We were driving home from visiting my parents in Austin and we were driving through the beautiful hill country, being mesmerized by how green, how rolling, and how utterly serene the landscape was. In said state I looked over at Nick and tentatively asked the question: Do you think we will ever move here? The tentatively was because this man is a small town, likes things how they have always been, kind of soul. And he’s a born and raised west Texas guy. And because I wasn’t sure if my fragile, wander-lusting hope could handle a no. To my (joyous) surprise he said: yeah, it’s really beautiful here, isn’t it? Umm, yes boyfriend, it is really kick-a beautiful here.
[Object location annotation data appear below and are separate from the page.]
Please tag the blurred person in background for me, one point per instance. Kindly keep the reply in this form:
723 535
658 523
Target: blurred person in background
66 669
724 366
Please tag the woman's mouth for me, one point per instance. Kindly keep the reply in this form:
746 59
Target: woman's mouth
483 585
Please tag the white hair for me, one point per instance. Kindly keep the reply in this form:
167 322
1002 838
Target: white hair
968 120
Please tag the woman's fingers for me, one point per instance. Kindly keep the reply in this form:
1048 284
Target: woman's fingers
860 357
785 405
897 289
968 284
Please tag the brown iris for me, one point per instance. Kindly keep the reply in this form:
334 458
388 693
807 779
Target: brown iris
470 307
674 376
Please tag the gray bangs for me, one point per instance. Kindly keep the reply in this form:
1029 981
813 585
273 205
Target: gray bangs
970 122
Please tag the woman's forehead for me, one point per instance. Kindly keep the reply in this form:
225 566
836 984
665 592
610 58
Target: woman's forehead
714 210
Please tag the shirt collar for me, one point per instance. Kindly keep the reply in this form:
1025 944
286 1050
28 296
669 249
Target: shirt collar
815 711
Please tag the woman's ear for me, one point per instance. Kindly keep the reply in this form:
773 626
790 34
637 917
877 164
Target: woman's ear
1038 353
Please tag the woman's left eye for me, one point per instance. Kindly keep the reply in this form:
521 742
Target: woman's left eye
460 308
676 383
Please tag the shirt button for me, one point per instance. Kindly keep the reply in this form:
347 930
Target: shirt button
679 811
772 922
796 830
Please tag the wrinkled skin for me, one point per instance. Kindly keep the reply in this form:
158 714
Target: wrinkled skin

So now I want to move. I don’t want to say that I don’t like a
place. Like the place I currently live. I don’t want to say that because I don’t want to dislike a place based
solely on my mindset about it. I might
be able to like it if I sent the city good vibes. But no luck so far. I have been here for 6 years and the city
has yet to charm me. And that’s not too
much to ask, is it? To be romanced, to
be taken out and spun around, to be made
to fall in love against your own will? Oh,
that would be rad, wouldn't it?!
This city has had a good go,
it really has. It holds all my college
memories, it holds the beginnings of friendships that will thrive throughout
the rest of my life, it holds those fiery red sunsets that are more beautiful than any
I’ve seen, it holds the day I met this special boy, and the night that I knew
that I wanted to spend the rest of my life with him. It also holds nights that are blanketed with
the aroma of manure, and dust storms so thick you can’t see across the street,
and where you must get married young and have a lot of babies and sell mary kay
and have big, blonde hair and the uniform features a rhine-stone incrusted bag
with a giant cross in the middle and a dinner of fried chicken is served at 6
pm sharp and wo-ah no, good golly, that’s not what I want.
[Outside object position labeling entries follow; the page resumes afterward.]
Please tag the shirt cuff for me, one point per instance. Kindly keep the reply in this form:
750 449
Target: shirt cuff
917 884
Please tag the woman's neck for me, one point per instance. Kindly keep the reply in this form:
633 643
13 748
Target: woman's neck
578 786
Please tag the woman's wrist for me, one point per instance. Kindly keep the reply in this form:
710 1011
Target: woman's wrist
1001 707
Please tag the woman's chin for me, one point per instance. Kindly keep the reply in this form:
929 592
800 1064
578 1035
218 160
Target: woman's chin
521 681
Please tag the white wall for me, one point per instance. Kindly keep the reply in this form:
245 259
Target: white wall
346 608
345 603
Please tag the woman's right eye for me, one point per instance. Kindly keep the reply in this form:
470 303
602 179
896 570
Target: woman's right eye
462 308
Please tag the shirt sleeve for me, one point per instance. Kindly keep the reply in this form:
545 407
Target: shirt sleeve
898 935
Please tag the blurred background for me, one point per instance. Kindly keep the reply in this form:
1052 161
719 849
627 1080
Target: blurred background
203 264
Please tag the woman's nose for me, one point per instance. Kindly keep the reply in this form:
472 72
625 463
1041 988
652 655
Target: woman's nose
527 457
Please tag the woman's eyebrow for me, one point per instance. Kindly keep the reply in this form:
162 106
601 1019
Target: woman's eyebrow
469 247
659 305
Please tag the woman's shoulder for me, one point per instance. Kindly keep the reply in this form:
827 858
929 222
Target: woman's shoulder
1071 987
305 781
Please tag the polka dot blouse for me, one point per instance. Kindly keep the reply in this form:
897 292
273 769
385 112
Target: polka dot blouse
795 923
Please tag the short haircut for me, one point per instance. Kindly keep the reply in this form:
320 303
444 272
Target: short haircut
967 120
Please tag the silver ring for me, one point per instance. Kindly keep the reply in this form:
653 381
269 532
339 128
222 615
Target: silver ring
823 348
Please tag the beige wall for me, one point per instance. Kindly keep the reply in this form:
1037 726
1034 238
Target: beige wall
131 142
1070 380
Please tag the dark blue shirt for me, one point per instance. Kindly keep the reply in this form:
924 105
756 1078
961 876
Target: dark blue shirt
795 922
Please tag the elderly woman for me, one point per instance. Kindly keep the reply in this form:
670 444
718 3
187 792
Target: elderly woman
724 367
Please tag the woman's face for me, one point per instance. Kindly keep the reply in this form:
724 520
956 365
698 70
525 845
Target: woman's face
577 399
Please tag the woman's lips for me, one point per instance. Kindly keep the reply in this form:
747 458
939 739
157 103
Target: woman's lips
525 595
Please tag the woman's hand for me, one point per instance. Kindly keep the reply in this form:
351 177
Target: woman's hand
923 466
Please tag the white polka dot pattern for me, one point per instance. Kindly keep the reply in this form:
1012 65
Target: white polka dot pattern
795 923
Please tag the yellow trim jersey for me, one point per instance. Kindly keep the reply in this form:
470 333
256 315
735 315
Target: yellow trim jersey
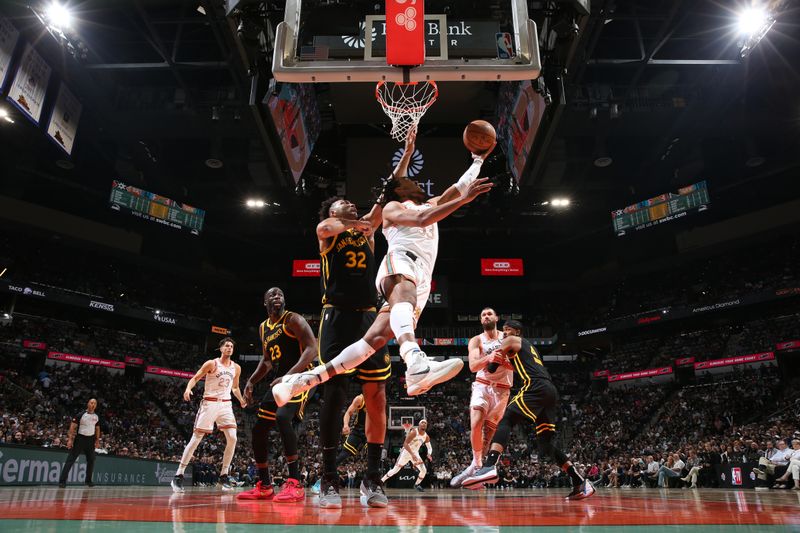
279 345
348 271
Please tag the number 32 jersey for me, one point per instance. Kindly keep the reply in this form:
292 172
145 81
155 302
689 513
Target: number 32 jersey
348 272
280 347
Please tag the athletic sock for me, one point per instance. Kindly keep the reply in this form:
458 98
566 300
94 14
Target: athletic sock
329 460
374 457
294 469
492 459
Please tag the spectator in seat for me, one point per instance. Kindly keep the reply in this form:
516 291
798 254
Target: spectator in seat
673 468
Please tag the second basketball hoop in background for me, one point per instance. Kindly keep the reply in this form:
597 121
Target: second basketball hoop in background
405 103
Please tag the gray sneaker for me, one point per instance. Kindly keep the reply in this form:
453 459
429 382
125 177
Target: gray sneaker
456 481
329 494
372 494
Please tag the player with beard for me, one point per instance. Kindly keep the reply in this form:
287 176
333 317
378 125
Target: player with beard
288 346
535 404
349 298
490 390
404 279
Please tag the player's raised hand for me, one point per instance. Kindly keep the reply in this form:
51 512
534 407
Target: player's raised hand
475 189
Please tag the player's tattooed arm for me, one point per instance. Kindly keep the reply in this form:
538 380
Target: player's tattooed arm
477 361
298 327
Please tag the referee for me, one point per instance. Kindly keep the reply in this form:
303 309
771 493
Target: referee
87 425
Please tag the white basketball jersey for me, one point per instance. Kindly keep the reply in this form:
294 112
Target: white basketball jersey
417 442
501 376
422 242
219 381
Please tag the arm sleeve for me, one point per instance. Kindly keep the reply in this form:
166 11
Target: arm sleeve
470 175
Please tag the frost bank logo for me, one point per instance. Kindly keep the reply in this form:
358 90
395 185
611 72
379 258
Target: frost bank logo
360 40
414 166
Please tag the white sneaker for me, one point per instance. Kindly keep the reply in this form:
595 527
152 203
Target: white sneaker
293 384
456 481
425 373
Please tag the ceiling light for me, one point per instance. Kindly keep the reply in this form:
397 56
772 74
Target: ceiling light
58 16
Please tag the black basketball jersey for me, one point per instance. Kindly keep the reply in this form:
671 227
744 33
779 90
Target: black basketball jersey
528 367
348 271
361 415
281 347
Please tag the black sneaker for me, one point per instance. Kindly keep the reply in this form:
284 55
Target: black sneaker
177 483
225 482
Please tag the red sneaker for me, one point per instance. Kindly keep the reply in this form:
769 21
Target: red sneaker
259 492
291 491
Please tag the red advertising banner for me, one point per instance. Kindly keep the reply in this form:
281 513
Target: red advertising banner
85 360
639 374
157 370
740 360
34 345
788 345
501 267
405 32
305 268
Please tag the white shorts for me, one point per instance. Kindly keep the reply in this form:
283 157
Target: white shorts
209 413
490 399
399 262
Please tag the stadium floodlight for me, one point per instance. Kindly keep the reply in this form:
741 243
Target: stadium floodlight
58 16
754 23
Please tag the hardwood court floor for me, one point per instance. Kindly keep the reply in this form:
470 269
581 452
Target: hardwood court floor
155 510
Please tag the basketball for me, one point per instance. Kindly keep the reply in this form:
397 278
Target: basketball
479 136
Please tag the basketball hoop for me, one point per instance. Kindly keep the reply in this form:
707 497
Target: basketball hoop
405 103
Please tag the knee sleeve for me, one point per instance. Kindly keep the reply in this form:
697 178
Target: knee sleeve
330 418
288 434
261 440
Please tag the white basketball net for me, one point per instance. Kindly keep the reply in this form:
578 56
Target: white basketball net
405 103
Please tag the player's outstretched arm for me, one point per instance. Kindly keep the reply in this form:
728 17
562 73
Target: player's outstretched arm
205 369
477 361
396 213
235 390
298 327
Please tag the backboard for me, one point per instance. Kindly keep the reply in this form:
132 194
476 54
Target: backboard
323 41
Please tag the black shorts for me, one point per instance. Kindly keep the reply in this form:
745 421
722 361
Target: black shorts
355 441
268 409
538 404
338 329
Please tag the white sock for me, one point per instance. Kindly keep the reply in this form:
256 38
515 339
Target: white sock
401 319
188 452
351 357
230 447
477 458
408 352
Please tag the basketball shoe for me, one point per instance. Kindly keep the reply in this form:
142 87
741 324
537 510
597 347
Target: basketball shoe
467 472
582 491
291 491
259 492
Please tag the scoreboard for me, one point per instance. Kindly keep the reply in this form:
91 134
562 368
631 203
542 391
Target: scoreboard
151 206
662 208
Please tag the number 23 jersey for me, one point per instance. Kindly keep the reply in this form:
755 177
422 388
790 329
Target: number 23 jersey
279 345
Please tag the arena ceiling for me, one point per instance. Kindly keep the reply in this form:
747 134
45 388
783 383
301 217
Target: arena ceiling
657 86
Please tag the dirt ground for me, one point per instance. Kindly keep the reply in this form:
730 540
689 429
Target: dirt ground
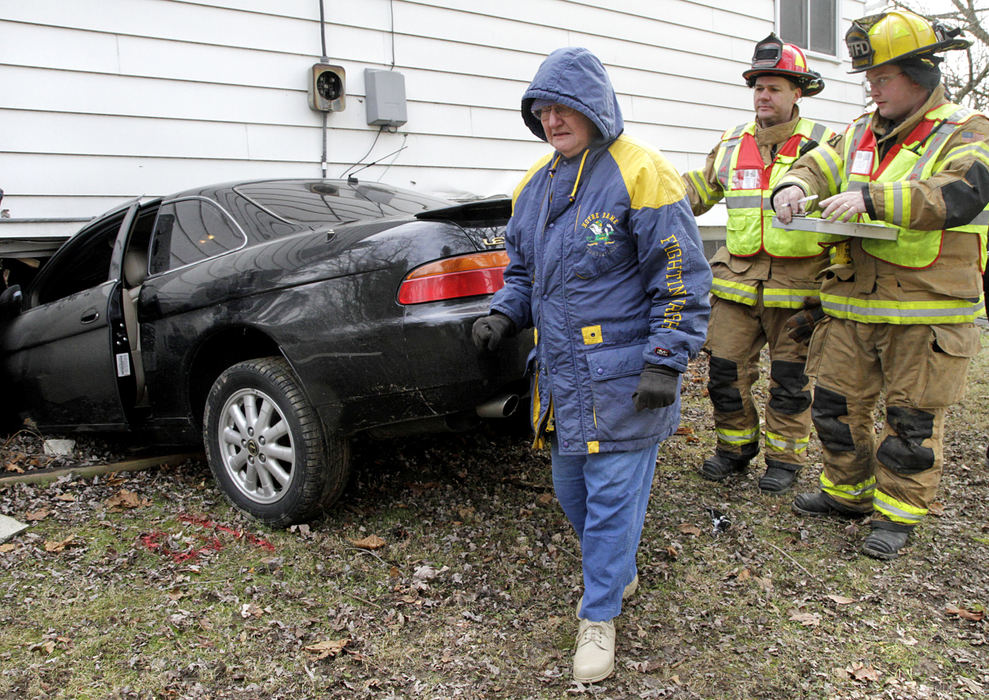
448 570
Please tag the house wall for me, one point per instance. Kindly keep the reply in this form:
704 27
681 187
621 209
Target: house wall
105 100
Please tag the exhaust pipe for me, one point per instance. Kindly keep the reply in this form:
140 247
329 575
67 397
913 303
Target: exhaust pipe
498 407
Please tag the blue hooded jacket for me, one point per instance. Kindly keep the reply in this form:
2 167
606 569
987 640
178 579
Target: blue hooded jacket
606 262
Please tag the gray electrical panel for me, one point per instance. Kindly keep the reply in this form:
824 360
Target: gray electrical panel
385 97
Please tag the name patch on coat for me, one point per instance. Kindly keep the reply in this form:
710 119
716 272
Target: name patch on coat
600 228
672 314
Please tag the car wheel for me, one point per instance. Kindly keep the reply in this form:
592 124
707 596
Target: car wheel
266 446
So it will not hold the day
we get married, and it won’t hold the day I have children (really praying for
this!). I want this little place to hold
memories, but not my future because that little gem lies elsewhere. Where elsewhere is, I’m not altogether sure. What I am sure of is that it will be dreamy,
and it’ll have city lights, it will have me and him and our little family, and
it will be happy. Most importantly
though, we will be in love, my future city and I.